Lalu, kata Nixon, terdapat orang yang mengaku sebagai pihak di meja para tergugat datang pada persidangan. Terdapat dua orang yang mengaku sebagai kuasa dari para tergugat, namun saat akan dilakukan pemeriksaan tidak dapat melengkapi, membuktikan legal standing yang diminta oleh majelis hakim.
"Kedua orang tersebut tidak dapat membuktikan bahwa kehadirannya sebagai penerima kuasa, sebab nama kedua orang tersebut tidak tercantum dalam surat kuasa dari principal," tutur Nixon.
Majelis hakim, kata dia kemudian menunda persidangan untuk memberi kesempatan kepada orang yang mengaku sebagai pihak tergugat di persidangan selanjutnya yang dilaksanakan pada 9 November 2021.
"Dan mengubah agenda persidangan dari yaitu yang seharusnya pembuktian oleh penggugat, tetapi dan dikembalikan ke legal standing dan jawaban kuasa hukum DRM mengajukan keberatan kepada majelis hakim dan menolak kehadiran dua orang yang mengaku sebagai penerima kuasa substitusi para tergugat.

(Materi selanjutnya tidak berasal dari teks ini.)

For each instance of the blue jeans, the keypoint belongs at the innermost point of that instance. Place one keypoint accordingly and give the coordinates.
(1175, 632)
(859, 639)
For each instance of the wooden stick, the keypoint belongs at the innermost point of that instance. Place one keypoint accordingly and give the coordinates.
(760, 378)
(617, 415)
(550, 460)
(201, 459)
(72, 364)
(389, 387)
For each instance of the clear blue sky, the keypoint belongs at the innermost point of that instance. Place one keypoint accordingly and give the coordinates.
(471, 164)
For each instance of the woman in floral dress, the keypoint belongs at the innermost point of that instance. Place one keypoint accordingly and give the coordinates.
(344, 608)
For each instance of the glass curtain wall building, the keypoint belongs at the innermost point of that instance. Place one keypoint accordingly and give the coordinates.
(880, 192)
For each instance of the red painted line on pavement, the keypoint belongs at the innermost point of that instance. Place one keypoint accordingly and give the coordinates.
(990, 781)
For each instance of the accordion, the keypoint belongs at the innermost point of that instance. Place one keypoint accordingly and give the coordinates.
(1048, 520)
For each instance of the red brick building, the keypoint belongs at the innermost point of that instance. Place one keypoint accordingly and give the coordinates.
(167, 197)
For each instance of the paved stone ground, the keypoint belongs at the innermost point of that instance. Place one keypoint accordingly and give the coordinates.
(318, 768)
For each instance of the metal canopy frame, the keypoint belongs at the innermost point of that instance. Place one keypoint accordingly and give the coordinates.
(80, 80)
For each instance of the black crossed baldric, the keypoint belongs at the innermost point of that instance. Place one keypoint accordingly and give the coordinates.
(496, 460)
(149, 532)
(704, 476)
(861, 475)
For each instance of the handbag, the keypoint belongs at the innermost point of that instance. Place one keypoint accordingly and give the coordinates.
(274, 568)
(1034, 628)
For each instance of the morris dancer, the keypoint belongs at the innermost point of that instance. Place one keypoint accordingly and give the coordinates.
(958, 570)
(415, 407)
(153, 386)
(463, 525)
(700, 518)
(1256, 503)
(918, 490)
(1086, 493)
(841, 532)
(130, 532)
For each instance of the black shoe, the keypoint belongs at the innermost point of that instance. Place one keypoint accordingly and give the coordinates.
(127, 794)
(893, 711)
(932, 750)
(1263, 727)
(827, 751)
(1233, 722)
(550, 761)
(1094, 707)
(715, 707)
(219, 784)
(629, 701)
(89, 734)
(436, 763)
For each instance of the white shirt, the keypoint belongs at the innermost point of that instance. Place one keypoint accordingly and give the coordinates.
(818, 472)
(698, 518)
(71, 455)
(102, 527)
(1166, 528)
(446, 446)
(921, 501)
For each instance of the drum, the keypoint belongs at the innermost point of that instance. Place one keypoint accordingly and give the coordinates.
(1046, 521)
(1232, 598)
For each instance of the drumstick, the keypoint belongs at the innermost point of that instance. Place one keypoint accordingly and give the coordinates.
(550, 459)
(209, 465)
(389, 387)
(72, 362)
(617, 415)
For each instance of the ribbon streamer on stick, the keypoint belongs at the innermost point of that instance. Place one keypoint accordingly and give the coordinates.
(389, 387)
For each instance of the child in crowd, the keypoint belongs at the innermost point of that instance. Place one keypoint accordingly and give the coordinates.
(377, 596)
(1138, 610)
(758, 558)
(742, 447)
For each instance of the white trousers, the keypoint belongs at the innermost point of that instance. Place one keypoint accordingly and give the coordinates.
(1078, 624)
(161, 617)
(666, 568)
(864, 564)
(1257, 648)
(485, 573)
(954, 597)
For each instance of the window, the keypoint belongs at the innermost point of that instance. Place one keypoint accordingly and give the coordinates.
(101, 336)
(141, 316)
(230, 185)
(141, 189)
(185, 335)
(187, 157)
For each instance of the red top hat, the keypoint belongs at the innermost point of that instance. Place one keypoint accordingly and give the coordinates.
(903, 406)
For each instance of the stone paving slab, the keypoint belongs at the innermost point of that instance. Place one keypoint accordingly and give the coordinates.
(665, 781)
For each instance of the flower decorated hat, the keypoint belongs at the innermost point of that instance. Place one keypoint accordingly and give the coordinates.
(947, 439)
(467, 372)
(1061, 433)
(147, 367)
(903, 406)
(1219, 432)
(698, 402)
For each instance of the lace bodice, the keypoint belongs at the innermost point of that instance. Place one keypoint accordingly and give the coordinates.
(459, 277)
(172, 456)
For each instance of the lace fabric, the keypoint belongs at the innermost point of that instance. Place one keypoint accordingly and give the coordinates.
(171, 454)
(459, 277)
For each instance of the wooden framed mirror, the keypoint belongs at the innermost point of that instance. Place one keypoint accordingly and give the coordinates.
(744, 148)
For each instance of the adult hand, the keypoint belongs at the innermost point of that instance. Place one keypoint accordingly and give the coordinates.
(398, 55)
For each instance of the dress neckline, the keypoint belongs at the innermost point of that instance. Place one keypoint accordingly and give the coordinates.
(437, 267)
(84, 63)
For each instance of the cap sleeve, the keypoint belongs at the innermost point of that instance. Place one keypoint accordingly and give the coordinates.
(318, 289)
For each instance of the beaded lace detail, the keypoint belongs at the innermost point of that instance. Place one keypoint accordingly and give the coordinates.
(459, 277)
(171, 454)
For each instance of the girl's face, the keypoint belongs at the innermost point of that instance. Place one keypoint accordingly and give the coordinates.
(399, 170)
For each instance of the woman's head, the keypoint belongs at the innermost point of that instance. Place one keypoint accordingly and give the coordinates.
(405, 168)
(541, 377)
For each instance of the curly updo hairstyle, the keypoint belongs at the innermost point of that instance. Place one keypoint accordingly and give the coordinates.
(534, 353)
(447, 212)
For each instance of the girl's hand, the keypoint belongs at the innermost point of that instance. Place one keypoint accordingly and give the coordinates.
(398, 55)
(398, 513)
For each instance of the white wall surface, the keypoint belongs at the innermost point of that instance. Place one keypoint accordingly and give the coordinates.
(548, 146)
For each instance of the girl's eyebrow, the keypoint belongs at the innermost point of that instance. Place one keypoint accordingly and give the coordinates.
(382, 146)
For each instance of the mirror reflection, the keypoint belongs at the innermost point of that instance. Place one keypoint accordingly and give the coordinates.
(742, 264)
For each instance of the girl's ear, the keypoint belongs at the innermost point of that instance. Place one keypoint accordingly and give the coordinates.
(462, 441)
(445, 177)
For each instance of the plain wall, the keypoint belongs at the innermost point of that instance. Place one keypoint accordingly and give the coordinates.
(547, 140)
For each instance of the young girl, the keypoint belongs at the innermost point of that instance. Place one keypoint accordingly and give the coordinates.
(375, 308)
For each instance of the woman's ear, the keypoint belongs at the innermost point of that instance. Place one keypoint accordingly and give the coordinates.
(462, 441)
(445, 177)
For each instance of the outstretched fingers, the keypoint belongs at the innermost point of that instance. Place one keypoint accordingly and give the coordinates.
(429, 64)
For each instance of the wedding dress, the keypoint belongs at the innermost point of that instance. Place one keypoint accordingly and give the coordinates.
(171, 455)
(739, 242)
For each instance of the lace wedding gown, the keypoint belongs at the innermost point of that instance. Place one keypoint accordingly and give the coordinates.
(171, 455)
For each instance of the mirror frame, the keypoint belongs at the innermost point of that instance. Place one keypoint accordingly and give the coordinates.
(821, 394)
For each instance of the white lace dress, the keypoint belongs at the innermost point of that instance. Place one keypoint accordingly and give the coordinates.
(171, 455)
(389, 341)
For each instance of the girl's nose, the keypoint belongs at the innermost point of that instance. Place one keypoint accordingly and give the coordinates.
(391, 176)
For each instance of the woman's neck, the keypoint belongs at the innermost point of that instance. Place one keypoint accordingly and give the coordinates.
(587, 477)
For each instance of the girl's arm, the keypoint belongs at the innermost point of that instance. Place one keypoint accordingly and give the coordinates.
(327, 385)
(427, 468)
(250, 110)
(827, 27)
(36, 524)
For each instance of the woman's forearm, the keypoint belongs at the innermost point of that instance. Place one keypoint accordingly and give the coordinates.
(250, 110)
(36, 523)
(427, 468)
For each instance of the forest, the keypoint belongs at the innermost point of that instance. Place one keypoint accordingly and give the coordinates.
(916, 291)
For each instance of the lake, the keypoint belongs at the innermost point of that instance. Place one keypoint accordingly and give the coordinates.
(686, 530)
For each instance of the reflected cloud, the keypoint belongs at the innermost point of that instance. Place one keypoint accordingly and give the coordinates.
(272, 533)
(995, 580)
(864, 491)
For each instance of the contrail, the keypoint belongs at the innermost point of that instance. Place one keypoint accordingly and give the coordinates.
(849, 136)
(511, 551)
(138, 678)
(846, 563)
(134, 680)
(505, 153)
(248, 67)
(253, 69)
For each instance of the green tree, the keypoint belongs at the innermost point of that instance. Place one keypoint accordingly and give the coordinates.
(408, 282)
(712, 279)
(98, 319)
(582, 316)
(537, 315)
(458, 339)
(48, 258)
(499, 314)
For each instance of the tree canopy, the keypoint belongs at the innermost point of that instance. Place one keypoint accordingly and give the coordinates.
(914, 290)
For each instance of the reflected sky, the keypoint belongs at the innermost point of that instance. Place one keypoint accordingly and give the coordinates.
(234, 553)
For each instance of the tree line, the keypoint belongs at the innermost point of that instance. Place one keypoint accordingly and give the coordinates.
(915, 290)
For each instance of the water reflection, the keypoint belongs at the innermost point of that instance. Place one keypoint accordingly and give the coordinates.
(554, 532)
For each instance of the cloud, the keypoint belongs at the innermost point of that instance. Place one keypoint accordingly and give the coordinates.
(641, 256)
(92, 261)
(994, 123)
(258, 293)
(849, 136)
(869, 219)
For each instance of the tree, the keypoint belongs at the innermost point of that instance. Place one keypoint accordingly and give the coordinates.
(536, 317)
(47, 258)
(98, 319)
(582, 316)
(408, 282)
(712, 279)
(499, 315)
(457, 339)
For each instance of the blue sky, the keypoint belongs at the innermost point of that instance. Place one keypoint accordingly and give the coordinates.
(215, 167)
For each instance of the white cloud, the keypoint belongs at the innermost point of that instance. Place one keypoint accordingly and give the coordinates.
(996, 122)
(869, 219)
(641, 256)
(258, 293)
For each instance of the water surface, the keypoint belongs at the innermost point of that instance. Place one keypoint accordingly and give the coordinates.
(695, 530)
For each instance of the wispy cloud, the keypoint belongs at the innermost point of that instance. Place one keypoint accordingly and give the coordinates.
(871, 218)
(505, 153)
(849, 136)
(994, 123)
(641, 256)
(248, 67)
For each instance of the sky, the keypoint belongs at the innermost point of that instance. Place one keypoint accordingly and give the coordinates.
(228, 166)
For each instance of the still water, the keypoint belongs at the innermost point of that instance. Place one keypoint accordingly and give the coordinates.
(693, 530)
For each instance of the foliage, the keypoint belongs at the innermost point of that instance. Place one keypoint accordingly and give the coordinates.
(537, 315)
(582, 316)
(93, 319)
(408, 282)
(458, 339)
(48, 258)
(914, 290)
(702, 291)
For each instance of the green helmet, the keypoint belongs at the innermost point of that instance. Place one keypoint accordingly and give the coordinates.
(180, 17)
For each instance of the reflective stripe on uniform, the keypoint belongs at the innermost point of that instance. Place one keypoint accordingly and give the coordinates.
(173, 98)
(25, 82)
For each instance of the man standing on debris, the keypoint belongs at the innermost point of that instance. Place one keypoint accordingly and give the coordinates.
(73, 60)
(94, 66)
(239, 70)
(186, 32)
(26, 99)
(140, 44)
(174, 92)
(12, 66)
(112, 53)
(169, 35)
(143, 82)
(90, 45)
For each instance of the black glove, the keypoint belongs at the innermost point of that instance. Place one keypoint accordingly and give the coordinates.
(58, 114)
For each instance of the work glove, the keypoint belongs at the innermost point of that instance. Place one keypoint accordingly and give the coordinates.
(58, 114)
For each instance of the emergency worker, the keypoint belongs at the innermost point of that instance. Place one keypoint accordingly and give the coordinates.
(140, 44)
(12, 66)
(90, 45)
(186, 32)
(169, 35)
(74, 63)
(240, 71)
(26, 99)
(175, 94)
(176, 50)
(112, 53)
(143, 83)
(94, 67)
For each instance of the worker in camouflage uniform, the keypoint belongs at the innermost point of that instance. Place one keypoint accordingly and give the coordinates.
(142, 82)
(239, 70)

Namun majelis hakim menolak keberatan kuasa hukum DRM dan mengizinkan kedua orang yang mengaku sebagai penerima kuasa substitusi para tergugat untuk mengikuti persidangan dan memerintahkan kepada kedua orang tersebut untuk menghadirkan penerima kuasa asli pada sidang berikutnyaoleh pihak tergugat," jelas Nixon.
Majelis hakim, kata dia selanjutnya mengubah agenda persidangan dari yang sesuai jadwal yaitu pembuktian oleh penggugat dan dikembalikan ke legal standing dan jawaban.
"Terhadap peristiwa tersebut di atas, kuasa hukum DRM telah menyampaikan surat kepada Kepala Badan Pengawasan Mahkamah Agung Republik Indonesia dan Direktur Jenderal Badan Peradilan Umum Mahkamah Agung Republik Indonesia, perihal perbuatan majelis hakim yang mengizinkan kuasa substitusi para tergugat pada tanggal 26 Oktober 2021," jelas Nixon.
Kemudian, kata dia sidang keenam dilaksanakan tanggal 9 November 2021 dengan agenda persidangan legal standing dan jawaban dari tergugat. DRM Bersama kuasa hukum hadir di persidangan, sedangkan orang yang mengaku sebagai pihak tergugat masih belum melengkapi tetap tidak dapat membuktikan legal standing yang sebelumnya diminta oleh majelis hakim pada sidang kelima, sebagaimana yang diminta oleh majelis hakim.
Sedangkan orang yang duduk di bangku tergugat, bukan orang yang namanya tercantum dalam surat kuasa dari pemberi kuasa TikTok Pte., Ltd (Tergugat I) dan ByteDance Inc. (Tergugat II). Kuasa hukum DRM pun menyatakan merasa keberatan dan karena para tergugat tidak menghadirkan penerima kuasa asli.
Kuasa hukum DRM juga meminta agar majelis hakim mengembalikan agenda persidangan menjadi pembuktian oleh penggugat dikarenakan telah membawa alat bukti lengkap, hal ini dikarenakan penggugat telah menyiapkan barang bukti untuk persidangan. Majelis hakim menolak keberatan kuasa hukum DRM dan orang yang mengaku sebagai tetap mengizinkan orang yang namanya tidak tercantum dalam surat kuasa dari pemberi kuasa TikTok Pte., Ltd (Tergugat I) dan ByteDance Inc. (Tergugat II) pihak tergugat untuk tetap mengikuti persidangan.
Kuasa hukum DRM pun meminta majelis hakim untuk menunda persidangan sampai mendapatkan surat jawaban dari Kepala Badan Pengawasan Mahkamah Agung Republik Indonesia dan Direktur Jenderal Badan Peradilan Umum Mahkamah Agung Republik Indonesia. Majelis hakim lalu memutuskan menunda persidangan sampai waktu yang belum bisa ditentukan.